Konferencja ks. Mieczysława Jerzaka
Zacisze, 4 listopada 2025
Podjąć ryzyko ufności.
Większość ludzi planuje swoje działania. Chcą znać cel, plan a szczególnie chcą wiedzieć jaki będzie wynik. Tylko wyniki się liczą – tak mawiają. Podejmują ryzyko i liczą na zyski.
Trudno jest podjąć ryzyko zaufania drugiej osobie. Owocem takiej postawy jest kryzys podejmowania decyzji o małżeństwie, gdy trzeba się zdecydować bez żadnego zapasowego wyjścia. W życiu różnie się układa – mawiają – więc trzeba mieć zapasową furtkę, gdyby małżeństwo się nie udało, by można było bez większych konsekwencji wyjść ze związku i układać życie od nowa. Przed zawarciem małżeństwa, pojawiły się zarzuty wobec mężczyzny. Ten zapewnił, że sprosta wymaganiom. Zaufano mu, a on wywiązał się z danego słowa i małżeństwo trwa. W życiu trzeba podjąć ryzyko i zaufać.
Pan Jezus opowiedział uczniom dwie przypowieści o podobnym przesłaniu. Pierwsza, to przypowieść o talentach. Pan dał sługom pieniądze. Ale jeden otrzymał tylko jeden talent, który zamiast pomnażać, zakopał. Nie podjął ryzyka lecz bezczynnie czekał na powrót pana, by mu oddać tyle ile otrzymał. Usprawiedliwiając swoją bezczynność myślał o panu, jaki jest on niesprawiedliwy, surowy, wzbudzający strach. Uważał za leniwego, bo chce zbierać zyski wypracowane przez innych, zamiast sam pracować. Przypowieść o minach jest podobna. Ten, co otrzymał jedną minę, też surowo ocenia pana, nie pracuje, by mina przyniosła dochód. Obaj leniwi słudzy za zaistniałą sytuację winią darczyńcę, a nie siebie. Obdarowani woleli nie ryzykować. Po ujawnieniu ich bezczynności nie wyrazili skruchy, ufności w miłosierdzie pana, tylko oskarżał darczyńcę.
Podobnie patrzymy na Boga. Nie myślimy o Bogu, układamy życie według własnej wizji, układamy sobie życie bez jego obecności i błogosławieństwa. Patrzymy na Niego z nieufnością, myślimy, że On chce nam zabrać wolność. Nie myślimy, że jest On miłością. Nie zwracamy się do Boga w żadnej sprawie, brakuje nam pokory. Kiedy przychodzą wydarzenia dla nas trudne nie zdobywamy się na wysiłek, jakim jest ryzyko ufności.

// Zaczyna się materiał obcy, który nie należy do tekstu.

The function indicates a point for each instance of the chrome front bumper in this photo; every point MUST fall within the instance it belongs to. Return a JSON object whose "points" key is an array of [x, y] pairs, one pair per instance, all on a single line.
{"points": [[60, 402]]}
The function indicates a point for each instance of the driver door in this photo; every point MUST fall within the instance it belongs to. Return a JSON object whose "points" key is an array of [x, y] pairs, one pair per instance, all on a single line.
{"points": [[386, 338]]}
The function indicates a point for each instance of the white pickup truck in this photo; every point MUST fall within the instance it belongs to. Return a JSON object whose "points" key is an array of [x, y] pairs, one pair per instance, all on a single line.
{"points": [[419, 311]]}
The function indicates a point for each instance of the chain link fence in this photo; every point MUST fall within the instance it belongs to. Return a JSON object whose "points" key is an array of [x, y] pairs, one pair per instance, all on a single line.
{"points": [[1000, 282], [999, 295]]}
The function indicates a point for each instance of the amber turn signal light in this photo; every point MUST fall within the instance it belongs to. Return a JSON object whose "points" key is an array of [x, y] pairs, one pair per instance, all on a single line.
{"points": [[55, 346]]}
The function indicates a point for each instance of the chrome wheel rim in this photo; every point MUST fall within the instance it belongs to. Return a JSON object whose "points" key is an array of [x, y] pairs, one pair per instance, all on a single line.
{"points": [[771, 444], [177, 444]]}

Bóg jest wielki, nad wszystkim panuje, potrafi przeprowadzić wszystko tak, że wypełni się Jego wola, a człowiek otrzyma wszystko, co jest potrzebne do zbawienia. Czasem posłuchanie czyjejś dobrej rady, pójście za natchnieniem może skłonić do podjęcia ryzyka ufności. Potrzebna jest ufność w Boże miłosierdzie, a także przyznanie się do własnej grzeszności, uznanie, że się kogoś skrzywdziło, a źle zareagowaliśmy, nie przewidzieliśmy skutków swojej bezmyślności, że nie przyznaliśmy się do winy, wszystkiemu zaprzeczaliśmy, wybielaliśmy się i na innych przerzucaliśmy naszą winę.
Bóg oczekuje od nas na pozwolenia na Jego działanie. Podejmijmy ryzyko i zaufajmy Mu. Oddajmy się Bogu. To przynosi owoce. Prośmy Matkę Bożą, abyśmy umieli się zdobyć się na taką postawę.